Ribek laughed aloud, and Striclan too. Saranja stared at the parchment. Maja had never seen her so put out. She turned white, then red. Her mouth opened and shut several times before she could speak.
“Oh,” she said at last. “Oh…Thank you. Thank you very much. I don’t know what to say.”
“You have already said it, my dear. I should add that I do not expect you to be a mere ornament in my train, though you will certainly be that. But you are manifestly a woman of action, full of fire and purpose, a born soldier, one whom others will follow. We may well have need for that. And your horses—they are now wingless?”
“I can give Rocky his wings again if I want to.”
“And the other two,” said Benayu. “I can fix that for you.”
“Again, an obvious asset. Finally Maja. You shall come as my ward, my dear, so it is natural that you should accompany me. But in many circumstances in which we may find ourselves, with unchecked magic now loose in the Empire, your special talent may prove invaluable, as you have already shown me in my little courtroom.
“And more important to me than any of your separate gifts is that I can be confident, both from the story you have told me and from what I have seen of you, that I can trust you completely.
“Now, unless you have any questions, I suggest that I should leave you to talk my proposal over among yourselves, and you can tell me in the morning what you have decided.”

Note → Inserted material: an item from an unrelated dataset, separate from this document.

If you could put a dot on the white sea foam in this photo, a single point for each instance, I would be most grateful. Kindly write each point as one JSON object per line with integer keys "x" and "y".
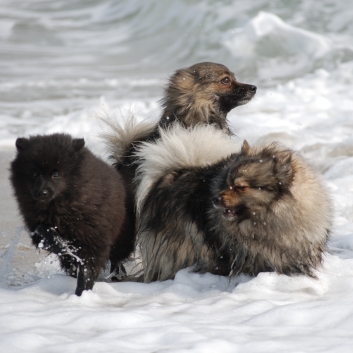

She unhooked her cane from the arm of her chair and waited for one of them to help her to her feet. Nobody moved. Maja looked at Ribek, who had already turned to her. He raised his eyebrows. She nodded. He pointed at her. Surprised, she turned to Lady Kzuva.
“Yes, please,” she said. “Thank you very much.”
“I was about to say the same thing, rather more elaborately,” said Striclan from the other side.
“Me too,” said Benayu.
“Excellent,” said Lady Kzuva. “Nothing moves quickly in the Empire. I shall need to send to Talagh at once, to prepare the ground, but I should like to be on the road as soon as the snows are gone. If you can be here by then, well and good. Otherwise you will need to find me on the road somehow. With wings on your horses you will travel far faster than I.”
CHAPTER
27
Again the Empire reeled itself away beneath them as they flew on, still passing none of the country they had traversed so slowly on their journey to Tarshu. The detour to Kzuva had taken them well west of that, and now they were heading back toward the sheep pastures north of Mord. There seemed to be an unspoken joint desire that they should stay together as long as possible, and this was the simplest way. They would say good-bye to Benayu and Sponge at the pastures, cross the mountains by the way they had come when they’d been escaping from the Pirates, and after a couple of days at Northbeck leave Ribek and Maja there. Saranja and Striclan would fly on with all three horses to see what was happening at Woodbourne. When the time came for them to leave the Valley, they would return by way of Northbeck, pick Maja up, take her to Lady Kzuva and travel south together when the snows were gone.
Now, far ahead, they could see the glitter of the snow-peaks. Farms and woodlands flowed beneath them, and there was the river, skirting the plain of Mord, and Mord itself, smug and snug behind its walls. The Watchers’ Eye was gone from its southern gate. More and steeper woodland, and then…
Then, where the pasture should have been, utter desolation. A dismal black slope of scree and tumbled rock. A crater at the center. Not a blade growing on the slope itself apart from one or two strips of turf running down from where the whispering cedar had stood. Not a tree standing within several hundred paces of it. Benayu shouted, pointed and wheeled to the left, up the slope. The great wings pounded the thinning air, spiraling up beside a cliff-face to a wide ledge, clothed in scanty grass. They landed there and slid or swung themselves down from the horses.